A year later, he helped develop a new kibbutz, Megiddo, remaining there for five years, rising in military rank, and becoming a math instructor. By now, Adek was a physician in Israel and tried to convince his younger brother to study engineering (a definite no), and try law school (that lasted a year).
“I found a job with a bank so I could live independently rather than living with friends and family,” reflects Natan. “I also developed an affection for theatre, fell in love with a young woman, married, had a daughter and later divorced when I discovered my wife was unfaithful.”
He also changed his last name to a Hebrew one, commonly done in Israel, and chose Nevo, after Mount Nevo where God showed Moses the promised land.
The marriage collapse convinced Natan to leave Israel. At 31, he went to France, speaking only a couple of French words, but ready to start over in theatre. He quickly learned the language at L’Alliance Francaise and then the Sorbonne.
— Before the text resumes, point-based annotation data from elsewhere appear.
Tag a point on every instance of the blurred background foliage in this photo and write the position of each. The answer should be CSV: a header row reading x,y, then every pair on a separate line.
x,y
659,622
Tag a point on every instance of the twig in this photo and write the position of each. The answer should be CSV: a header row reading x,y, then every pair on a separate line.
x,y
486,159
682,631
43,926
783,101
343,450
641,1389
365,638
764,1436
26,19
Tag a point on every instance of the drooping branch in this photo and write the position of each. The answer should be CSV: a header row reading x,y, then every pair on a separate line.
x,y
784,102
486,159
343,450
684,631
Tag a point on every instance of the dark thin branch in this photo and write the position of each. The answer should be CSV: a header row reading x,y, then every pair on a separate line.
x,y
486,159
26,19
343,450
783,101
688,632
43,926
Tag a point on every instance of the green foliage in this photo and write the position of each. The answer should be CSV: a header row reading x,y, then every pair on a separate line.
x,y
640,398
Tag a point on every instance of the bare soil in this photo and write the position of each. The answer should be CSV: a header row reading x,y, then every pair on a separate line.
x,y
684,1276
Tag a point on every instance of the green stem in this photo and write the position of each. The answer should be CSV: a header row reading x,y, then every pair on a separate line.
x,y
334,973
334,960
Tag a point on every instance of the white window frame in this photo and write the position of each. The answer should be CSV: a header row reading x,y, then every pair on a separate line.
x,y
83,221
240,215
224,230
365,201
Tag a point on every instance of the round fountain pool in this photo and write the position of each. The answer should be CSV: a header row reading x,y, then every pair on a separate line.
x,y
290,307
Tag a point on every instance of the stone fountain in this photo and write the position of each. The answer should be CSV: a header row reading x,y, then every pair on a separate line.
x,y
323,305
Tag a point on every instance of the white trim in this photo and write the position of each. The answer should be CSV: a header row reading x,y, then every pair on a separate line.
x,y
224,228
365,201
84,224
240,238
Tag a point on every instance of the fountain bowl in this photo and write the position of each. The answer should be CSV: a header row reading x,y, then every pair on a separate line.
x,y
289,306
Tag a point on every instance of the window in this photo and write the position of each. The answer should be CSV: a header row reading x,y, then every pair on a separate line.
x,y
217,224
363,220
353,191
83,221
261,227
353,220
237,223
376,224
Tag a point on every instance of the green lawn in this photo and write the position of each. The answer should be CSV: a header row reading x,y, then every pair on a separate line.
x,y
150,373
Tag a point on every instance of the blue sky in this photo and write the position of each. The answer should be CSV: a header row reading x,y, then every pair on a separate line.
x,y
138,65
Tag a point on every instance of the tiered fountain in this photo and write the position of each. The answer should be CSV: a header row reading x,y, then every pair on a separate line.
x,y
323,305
He met his future wife Denise in Paris. After a quick return to Israel where he couldn’t find work, Natan and Denise came to Halifax in 1965 to be with Adek, who was an established doctor there.
“I was 35, and spoke no English but found a job as a teacher at Cunard Junior High where Walter Fitzgerald was principal. For two weeks, I watched television to learn English and then started teaching French (in French) and European geography by using slides and my little bit of English. Denise worked as a lab technician.”
Within a year, he was hired to teach in the French department at Dalhousie University. Denise taught French at Dal, then Saint Mary’s University and later at Mount St. Vincent University.
Natan received a master’s degree in French at Dal, taught Russian, developed a Russian department at Dalhousie, earned a master’s in education, and then taught Russian for many years at Acadia University.
Natan studied painting in Paris. He took up the art as a hobby after retiring from teaching in 2000 and having the second of two heart attacks in 2002. His work has been sold in galleries but he paints primarily for pleasure and relaxation.
Natan returned to Warsaw in 1988 but was very depressed with what he saw, “nothing like before the war,” he says.
The war cost him many close relatives. His mother, who lived in Warsaw after the war, died there in 1948 of cancer. Later in life, his father lived in Israel, where he passed away.
“I often dream of my father even though I was closer to my mother but he lived longer and we were together in Israel. My brother died a year or so ago. He was 90 and I think about him a lot. I listened to him and took his advice.”
The Holocaust certainly had an effect on Natan. He says he’s in touch with Polish people in Halifax. “They’re nice people. They don’t show the hate of Jewish people that we saw in Poland. Today, and always, I look for the good in people. I try not to remember the bad things that happened."